What happens when two top-notch CIA operatives set their sights on the same woman? Nothing terribly unexpected, so it seems. This Means War, a playful rom-com by Director McG, takes on the task of trying to appease action and romance audiences, and fails to do strike a chord with either. Hit the jump for our review of the Blu-ray.
In This Means War, two highly-trained government spies named FDR (Chris Pine) and Tuck (Tom Hardy) foil the nefarious plans of international terrorists without having one problem between them. Tuck, the more sensitive of the two, still struggles to find love after he and his wife separate, making him a single father who doesn’t feel fulfilled. FDR, on the other hand, loves his single life. He’s into fast cars, beautiful women, and keeping his heart free of entanglements. Tuck decides that he’s done with the single life, and being unable to just go out and find a date, he turns to an internet dating site, where he is paired with the emotionally-damaged, but still hopeful Lauren (Reese Witherspoon). Lauren and Tuck seem to hit it off, until FDR bumps into her soon after, and since she’s the only girl seemingly in town that knows Hitchcock movies, the two decide to compete to win her affections.
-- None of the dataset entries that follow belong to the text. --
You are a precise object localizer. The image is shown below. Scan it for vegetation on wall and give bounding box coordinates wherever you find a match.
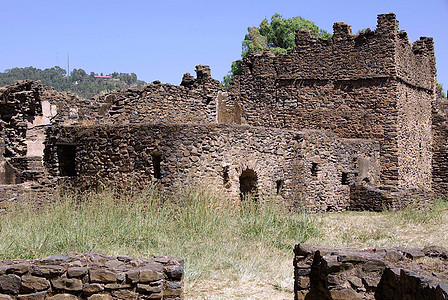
[223,14,332,87]
[437,83,446,99]
[0,66,145,98]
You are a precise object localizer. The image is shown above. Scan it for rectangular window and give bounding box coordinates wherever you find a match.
[57,145,77,176]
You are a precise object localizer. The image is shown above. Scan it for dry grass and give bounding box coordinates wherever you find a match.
[0,189,448,299]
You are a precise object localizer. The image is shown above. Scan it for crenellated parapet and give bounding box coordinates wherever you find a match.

Beyond the somewhat interesting action twist, the film takes an easily-recognized journey through the story of the three main characters. The first 10-minutes gives audiences all the time they’ll need to figure out exactly how the movie will turn out, from character development to the not too well hidden surprise at the end. The story is ripe for clever plot twists that the writers decided not to take.
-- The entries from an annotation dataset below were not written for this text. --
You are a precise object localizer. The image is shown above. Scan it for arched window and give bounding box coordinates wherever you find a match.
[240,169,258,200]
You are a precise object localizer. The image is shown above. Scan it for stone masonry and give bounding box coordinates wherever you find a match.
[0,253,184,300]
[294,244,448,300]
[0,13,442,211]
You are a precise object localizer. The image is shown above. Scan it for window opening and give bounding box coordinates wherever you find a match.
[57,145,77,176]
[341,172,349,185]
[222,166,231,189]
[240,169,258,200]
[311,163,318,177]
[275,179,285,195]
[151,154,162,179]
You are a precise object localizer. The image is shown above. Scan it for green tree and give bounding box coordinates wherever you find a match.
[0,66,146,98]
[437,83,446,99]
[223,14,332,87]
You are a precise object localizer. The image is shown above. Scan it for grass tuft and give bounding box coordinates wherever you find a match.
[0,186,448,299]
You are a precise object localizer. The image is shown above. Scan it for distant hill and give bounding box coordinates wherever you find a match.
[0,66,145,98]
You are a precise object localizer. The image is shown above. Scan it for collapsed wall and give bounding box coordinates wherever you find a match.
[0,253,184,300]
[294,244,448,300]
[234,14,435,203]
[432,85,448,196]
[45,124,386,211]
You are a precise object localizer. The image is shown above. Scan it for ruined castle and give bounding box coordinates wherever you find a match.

While the action element was the intended spice of the film, it feels like a tacked on plot device that never really seems to fit. In the beginning of the film, FDR and Tuck foil some sort of plot concocted by the not-too-nice-looking Heinrich (Til Schweiger). The plot itself is forgettable and not really explained, but the ensuing fight does manage to end with Heinrich’s brother’s death, something that makes Heinrich very upset. He decides to take revenge on the two interlopers. The problem is that this plot is barely a cause for tension, and beyond a few scant scenes, the villain is barely noticeable, even though FDR and Tuck are tasked with bringing him to justice. At no point does Heinrich feel like a threat to anyone.
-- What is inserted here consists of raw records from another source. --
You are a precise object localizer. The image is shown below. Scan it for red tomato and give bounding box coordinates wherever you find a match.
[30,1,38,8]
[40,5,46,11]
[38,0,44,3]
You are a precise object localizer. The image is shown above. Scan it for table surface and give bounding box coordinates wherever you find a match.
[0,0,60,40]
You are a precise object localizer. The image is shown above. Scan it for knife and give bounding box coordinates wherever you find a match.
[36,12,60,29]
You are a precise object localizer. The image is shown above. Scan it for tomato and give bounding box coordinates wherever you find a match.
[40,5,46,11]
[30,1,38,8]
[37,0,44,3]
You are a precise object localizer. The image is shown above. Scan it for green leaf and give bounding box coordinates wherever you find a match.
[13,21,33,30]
There is some fun to be had in the 97-minute flick. Pine and Hardy have great chemistry together as on screen buddies/rivals, which manages to keep the narrative from getting dull. Whitherspoon, a veritable expert on playing quirky blondes in romantic comedies, does a perfect job filling the role yet again. Chelsea Handler, who plays Lauren’s best friend, Trish, steals the show. Her dialogue is funny, a tad on the crude side, but also gives the film a few heartfelt scenes. And Chelsea does the role perfectly. Also, though predictable, the story does manage to flow at an enjoyable pace.
The Blu-Ray/DVD combo pack does feature a few interesting extras. The uncensored gag reel is good for a few laughs, and the audio commentary by McG contains quite a few truthful moments from the director, including what didn’t work on the theatrical film. There are also three alternative endings to watch through, so audiences can pick their favorite and pretend that’s how it actually ended. The Bachelorette Party extra is good for about four minutes of fun, but doesn’t add much to the film experience.
Overall, This Means War is at least a passable distraction and less-than-annoying rom-com. The action scenes never take off and the story follows a safe, predictable path, but the performances by the cast keep the narrative flowing. It’s just a shame that the film doesn’t take more chances and give viewers something new that’s equal parts shootouts and heart-felt romance with a fresh narrative.